In 2018, there was an increase in the prevalence of phishing attacks by 269 percent when compared to their prevalence in 2017. In addition, a full 32 percent of reported data breaches that year featured phishing to some extent. United States businesses may have had cause for the most concern, as nearly 86 percent of phishing attacks targeted American companies.
NCSAM’s Phishing-Heavy Theme: “Own IT. Secure IT. Protect IT.”
These lessons effectively boil down to pretty basic practices that any user should cultivate into habits. Naturally, this includes some anti-phishing tactics.
Remember, you also have another knowledgeable resource to lean on for advice – we’re always available to assist you and your team. For instance, try implementing these best practices in your processes now to avoid phishing:
- Don’t trust surprise messages: One of the first signs that a message is hiding a phishing attack is if it just appears in your inbox.
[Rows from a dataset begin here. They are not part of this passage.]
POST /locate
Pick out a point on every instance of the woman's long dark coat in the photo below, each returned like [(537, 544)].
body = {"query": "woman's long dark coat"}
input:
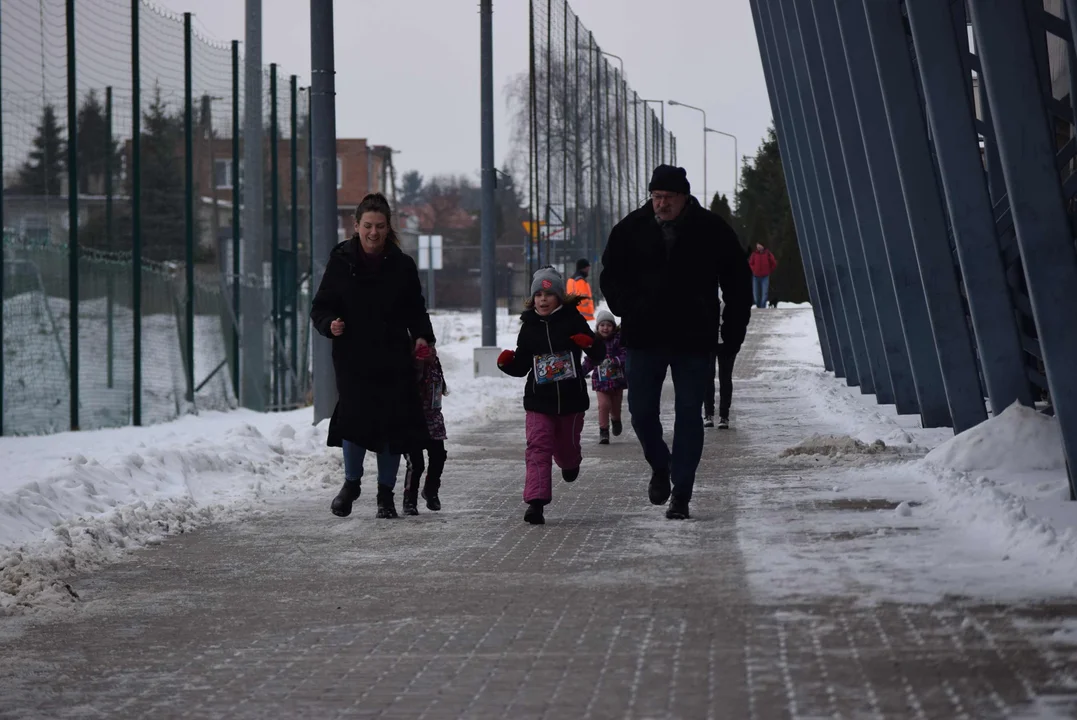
[(382, 308)]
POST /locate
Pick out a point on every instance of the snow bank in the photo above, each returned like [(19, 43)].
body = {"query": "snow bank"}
[(835, 446), (1017, 440), (983, 516), (72, 502), (84, 498)]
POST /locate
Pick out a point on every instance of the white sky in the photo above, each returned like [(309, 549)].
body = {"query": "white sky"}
[(408, 70)]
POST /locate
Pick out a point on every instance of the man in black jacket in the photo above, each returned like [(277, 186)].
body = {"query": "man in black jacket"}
[(661, 272)]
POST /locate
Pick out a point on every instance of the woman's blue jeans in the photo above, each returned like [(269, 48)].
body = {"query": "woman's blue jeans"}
[(388, 464)]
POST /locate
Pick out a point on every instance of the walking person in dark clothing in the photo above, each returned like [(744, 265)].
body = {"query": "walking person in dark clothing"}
[(723, 362), (673, 248), (369, 304)]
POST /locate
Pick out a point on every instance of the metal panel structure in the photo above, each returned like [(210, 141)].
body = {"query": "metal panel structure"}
[(933, 185)]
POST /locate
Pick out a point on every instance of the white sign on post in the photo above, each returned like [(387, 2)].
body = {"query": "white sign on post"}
[(430, 252)]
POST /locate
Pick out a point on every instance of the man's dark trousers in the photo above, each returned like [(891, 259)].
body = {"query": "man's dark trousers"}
[(693, 372), (723, 364)]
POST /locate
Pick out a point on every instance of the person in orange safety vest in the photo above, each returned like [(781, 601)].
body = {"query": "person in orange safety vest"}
[(578, 285)]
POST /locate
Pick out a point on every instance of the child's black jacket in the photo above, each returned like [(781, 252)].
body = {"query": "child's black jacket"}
[(550, 336)]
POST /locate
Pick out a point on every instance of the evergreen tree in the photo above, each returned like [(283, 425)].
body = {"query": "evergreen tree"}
[(763, 208), (42, 172), (163, 196), (95, 145), (719, 206)]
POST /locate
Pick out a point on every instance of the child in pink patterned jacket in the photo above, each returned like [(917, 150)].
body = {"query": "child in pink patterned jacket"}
[(607, 377), (432, 387)]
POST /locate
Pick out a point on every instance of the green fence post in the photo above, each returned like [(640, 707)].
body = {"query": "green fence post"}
[(275, 233), (136, 222), (3, 233), (235, 216), (72, 216), (189, 207), (294, 280), (110, 281)]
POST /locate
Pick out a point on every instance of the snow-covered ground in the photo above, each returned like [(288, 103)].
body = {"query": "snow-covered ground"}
[(981, 514), (918, 514), (73, 500)]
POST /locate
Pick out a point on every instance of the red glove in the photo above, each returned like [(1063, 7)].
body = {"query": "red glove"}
[(584, 341)]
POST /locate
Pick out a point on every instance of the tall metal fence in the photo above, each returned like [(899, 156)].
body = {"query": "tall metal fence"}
[(592, 139), (121, 219), (929, 152)]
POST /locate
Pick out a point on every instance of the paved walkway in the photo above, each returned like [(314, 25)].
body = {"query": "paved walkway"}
[(606, 611)]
Let’s say you suddenly get an email that says that it’s from Amazon, claiming that your account needs to have its payment credentials verified after some suspicious purchases were made. Stop and consider some other facts before you react… have you received something like a receipt in your inbox for something that you didn’t order, or an anticipated delivery date? Any emails can – and should – be examined in this way to ensure that you aren’t walking into a threat. It’s generally a good idea to reach out to the alleged sender through a different form of communication for confirmation.
- Make sure the details match: When we get an email, it’s pretty typical that we only take a quick glance at who sent it without giving it a second thought. If a cybercriminal is worth their salt, they would have used a fake email that isn’t quite perfect, but passes the “quick glance” test. For instance, would you sooner click on an email from “business_aclmin@gmail.com,” or one from “googledave@grnail.com?”The right answer is “neither,” as in “neither A-C-L-M-I-N or G-R-N-A-I-L actually say what they appear to say at first.” Therefore, they are most likely traps.
- Don’t trust surprise links or attachments, either: You need to be prepared before you even open a message, and this is one of the reasons why. Some links and attachments contain malware, or automatically direct you to a website that will begin installing the malware. Some have been especially tricky, asking the user to confirm the download, but completing the installation regardless of what they pick. Again, unless you expected an attachment or a link, think twice before just clicking through. It doesn’t hurt to confirm its legitimacy through another means, either.